Yet through all, he was utterly, changelessly desolate. Not only bitterness, but an icy bitterness, was upon all meaning and movement of life. It was almost like a conspiracy that no part in ministration was demanded of him by those who were now in his house. The doctors talked to Miss Annesley or to the servants; the brothers came and went with their fear and fidelity—but spoke to Skag of other things than the illness. Still, in his heart a concept slowly formed—that he had something which Carlin needed now; that this something had to do, though it was different, with the power he used to change animals. It seemed absurd even to think of this—with all these wise ones around him, not perceiving it. They formed a barrier of their thoughts which kept him from expression. He stood apart for hours as the days passed, thinking of his part; and yet the icy bitterness held him from action.

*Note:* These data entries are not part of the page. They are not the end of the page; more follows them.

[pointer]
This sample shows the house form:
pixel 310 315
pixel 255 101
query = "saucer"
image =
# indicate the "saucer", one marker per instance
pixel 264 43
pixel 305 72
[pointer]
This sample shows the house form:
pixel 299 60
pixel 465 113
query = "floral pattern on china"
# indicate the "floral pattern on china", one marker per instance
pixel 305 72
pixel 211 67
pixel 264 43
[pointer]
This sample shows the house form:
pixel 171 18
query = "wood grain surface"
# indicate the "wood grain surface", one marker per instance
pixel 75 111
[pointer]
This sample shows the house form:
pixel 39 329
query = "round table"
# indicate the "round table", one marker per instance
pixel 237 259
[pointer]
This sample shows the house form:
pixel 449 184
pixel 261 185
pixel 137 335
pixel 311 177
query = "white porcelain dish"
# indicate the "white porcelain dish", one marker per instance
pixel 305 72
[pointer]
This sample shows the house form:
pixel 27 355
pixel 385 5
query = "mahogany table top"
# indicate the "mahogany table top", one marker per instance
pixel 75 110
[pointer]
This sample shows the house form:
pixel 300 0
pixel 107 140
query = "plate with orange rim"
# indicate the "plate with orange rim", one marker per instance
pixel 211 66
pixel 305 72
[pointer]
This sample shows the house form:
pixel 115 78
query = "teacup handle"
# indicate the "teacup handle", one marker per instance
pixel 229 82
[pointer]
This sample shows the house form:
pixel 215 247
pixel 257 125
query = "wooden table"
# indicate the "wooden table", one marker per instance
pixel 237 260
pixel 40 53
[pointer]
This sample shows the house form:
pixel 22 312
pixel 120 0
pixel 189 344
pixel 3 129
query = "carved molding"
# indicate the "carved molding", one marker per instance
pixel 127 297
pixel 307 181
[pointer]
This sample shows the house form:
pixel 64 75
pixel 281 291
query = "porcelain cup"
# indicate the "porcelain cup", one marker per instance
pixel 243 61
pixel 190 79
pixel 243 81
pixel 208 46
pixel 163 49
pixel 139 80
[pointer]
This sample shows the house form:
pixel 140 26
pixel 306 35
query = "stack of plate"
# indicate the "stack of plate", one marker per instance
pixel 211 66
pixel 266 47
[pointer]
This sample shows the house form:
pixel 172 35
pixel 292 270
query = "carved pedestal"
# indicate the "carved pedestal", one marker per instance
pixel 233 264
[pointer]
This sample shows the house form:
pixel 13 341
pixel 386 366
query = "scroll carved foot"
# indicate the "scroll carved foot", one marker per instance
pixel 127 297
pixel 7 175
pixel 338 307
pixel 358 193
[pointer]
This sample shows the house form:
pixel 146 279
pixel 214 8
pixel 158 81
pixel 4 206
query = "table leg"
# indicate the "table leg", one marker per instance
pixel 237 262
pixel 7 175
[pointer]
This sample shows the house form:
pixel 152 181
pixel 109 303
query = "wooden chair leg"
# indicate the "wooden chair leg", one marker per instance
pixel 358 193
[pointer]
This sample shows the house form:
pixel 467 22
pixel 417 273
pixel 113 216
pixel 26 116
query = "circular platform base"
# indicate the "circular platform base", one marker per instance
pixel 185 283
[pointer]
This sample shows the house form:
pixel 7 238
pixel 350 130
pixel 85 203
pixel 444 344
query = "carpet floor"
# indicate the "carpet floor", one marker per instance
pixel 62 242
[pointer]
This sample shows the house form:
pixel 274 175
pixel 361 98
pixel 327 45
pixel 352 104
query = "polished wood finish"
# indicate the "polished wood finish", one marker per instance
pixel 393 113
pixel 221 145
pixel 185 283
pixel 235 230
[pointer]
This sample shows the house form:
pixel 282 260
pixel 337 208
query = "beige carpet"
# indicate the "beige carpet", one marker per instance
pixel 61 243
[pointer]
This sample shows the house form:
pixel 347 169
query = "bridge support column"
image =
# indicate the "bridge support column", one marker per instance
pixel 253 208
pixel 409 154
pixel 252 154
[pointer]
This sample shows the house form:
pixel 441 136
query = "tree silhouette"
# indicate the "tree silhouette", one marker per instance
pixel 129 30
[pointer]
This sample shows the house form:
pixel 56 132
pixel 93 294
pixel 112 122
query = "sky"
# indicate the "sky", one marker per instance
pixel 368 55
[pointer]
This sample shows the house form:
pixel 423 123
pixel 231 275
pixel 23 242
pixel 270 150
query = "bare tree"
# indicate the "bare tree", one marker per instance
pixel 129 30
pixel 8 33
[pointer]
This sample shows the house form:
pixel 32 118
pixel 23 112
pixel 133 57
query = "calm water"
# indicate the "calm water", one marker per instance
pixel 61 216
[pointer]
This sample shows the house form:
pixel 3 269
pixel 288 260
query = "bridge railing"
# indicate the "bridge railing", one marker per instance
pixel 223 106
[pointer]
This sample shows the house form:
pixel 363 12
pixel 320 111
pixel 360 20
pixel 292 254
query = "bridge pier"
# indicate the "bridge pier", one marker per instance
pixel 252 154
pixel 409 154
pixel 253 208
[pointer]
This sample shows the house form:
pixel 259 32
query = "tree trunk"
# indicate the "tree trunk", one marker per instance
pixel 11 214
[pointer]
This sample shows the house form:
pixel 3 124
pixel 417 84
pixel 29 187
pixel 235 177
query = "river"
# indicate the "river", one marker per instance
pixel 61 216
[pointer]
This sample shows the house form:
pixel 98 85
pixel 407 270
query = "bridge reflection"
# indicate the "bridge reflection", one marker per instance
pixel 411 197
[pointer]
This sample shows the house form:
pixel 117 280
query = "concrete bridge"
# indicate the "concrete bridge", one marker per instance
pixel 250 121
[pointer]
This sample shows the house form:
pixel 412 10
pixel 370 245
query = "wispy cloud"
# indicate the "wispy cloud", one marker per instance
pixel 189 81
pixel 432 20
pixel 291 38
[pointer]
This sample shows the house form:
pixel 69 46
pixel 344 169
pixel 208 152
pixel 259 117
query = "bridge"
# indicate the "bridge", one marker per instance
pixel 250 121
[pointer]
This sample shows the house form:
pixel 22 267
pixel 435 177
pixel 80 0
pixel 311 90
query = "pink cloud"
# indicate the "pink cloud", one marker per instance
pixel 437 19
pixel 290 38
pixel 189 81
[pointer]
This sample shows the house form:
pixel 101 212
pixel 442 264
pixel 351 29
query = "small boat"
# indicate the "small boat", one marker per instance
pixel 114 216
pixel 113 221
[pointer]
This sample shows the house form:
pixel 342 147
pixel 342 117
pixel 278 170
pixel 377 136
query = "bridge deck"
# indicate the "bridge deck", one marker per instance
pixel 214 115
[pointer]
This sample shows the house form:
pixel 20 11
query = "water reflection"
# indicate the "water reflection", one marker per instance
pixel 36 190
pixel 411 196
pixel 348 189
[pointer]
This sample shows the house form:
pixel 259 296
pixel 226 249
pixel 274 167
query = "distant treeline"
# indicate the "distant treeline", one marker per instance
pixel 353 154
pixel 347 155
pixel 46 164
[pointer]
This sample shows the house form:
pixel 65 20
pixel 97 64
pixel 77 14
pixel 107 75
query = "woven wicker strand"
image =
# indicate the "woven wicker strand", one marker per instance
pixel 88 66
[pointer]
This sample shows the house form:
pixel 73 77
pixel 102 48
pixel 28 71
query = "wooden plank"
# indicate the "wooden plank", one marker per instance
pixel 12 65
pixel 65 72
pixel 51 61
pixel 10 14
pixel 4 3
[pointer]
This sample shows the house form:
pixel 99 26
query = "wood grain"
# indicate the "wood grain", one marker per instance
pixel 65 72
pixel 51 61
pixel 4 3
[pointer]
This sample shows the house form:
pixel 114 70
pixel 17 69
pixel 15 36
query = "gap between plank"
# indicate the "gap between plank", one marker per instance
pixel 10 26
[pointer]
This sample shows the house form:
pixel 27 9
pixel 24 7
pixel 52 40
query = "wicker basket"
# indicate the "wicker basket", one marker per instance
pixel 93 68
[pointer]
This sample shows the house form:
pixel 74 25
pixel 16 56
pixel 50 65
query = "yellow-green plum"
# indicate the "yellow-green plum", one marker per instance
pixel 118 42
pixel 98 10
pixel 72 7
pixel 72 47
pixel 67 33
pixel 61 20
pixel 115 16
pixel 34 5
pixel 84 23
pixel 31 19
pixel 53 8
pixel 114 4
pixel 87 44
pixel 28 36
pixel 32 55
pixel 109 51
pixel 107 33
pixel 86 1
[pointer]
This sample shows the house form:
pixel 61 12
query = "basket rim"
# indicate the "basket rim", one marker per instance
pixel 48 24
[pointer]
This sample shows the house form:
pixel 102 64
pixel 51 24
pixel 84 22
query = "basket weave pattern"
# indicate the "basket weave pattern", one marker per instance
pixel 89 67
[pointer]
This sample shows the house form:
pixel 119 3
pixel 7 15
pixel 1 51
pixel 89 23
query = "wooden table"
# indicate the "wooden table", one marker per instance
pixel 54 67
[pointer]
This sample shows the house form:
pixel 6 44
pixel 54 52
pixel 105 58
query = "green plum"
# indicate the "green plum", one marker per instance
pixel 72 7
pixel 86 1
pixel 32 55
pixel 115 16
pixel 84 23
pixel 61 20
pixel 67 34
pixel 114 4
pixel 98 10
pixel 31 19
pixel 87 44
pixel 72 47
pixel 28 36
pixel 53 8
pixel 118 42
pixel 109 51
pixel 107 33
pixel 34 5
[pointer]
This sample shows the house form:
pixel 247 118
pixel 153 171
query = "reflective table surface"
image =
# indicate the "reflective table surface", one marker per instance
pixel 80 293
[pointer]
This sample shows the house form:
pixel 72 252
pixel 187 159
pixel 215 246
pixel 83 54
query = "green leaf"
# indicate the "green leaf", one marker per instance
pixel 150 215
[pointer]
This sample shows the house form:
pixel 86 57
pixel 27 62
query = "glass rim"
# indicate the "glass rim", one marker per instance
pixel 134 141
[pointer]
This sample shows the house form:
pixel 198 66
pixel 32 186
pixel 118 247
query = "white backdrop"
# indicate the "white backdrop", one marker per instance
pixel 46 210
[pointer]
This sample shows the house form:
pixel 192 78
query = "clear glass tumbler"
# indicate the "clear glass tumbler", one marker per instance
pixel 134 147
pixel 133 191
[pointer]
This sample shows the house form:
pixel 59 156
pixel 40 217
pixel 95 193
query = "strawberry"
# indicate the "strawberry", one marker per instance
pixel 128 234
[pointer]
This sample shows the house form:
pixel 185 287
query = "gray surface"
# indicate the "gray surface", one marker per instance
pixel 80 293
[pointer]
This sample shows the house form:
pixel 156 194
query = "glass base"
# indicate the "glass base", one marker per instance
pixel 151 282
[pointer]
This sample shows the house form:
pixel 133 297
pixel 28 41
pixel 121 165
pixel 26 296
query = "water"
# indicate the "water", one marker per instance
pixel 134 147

Sometimes his heart seemed dying; chill already upon it. Again he seemed filled with a strange vitality, other than his own. This phenomenon frightened him more than the first, so that he would hurry to look at Carlin lest the strength had come from her. He tried to think the strength back to her; to think all his own besides; but there was no drive to his mind-work because he did not have faith in himself.

At length came the night when the fever birds ceased for Carlin. Out of a great soft depth of tone which no one but Skag had heard before (which he had thought no other would hear until there was a baby in her arms), her words came with unforgettable intensity:

"Oh, the jungle shadows! The jungle shadows!"

After that he did not know whether it was night or day, until he heard the end of a sentence from the doctor from Poona:

". . . only four hours left to break the fever."

The room was in great still heat—heat of a burning night, a smothering heat to the couch from a distant lamp—the fire of the day coming up from the ground like flashes of anger. . . .

A strange stillness was settling on everything; the silence before had not been so heavy. The old family doctor from Poona came into it; and Margaret Annesley stood by him near the bed.

"Carlin has not spoken for more than an hour," Skag heard her tell him.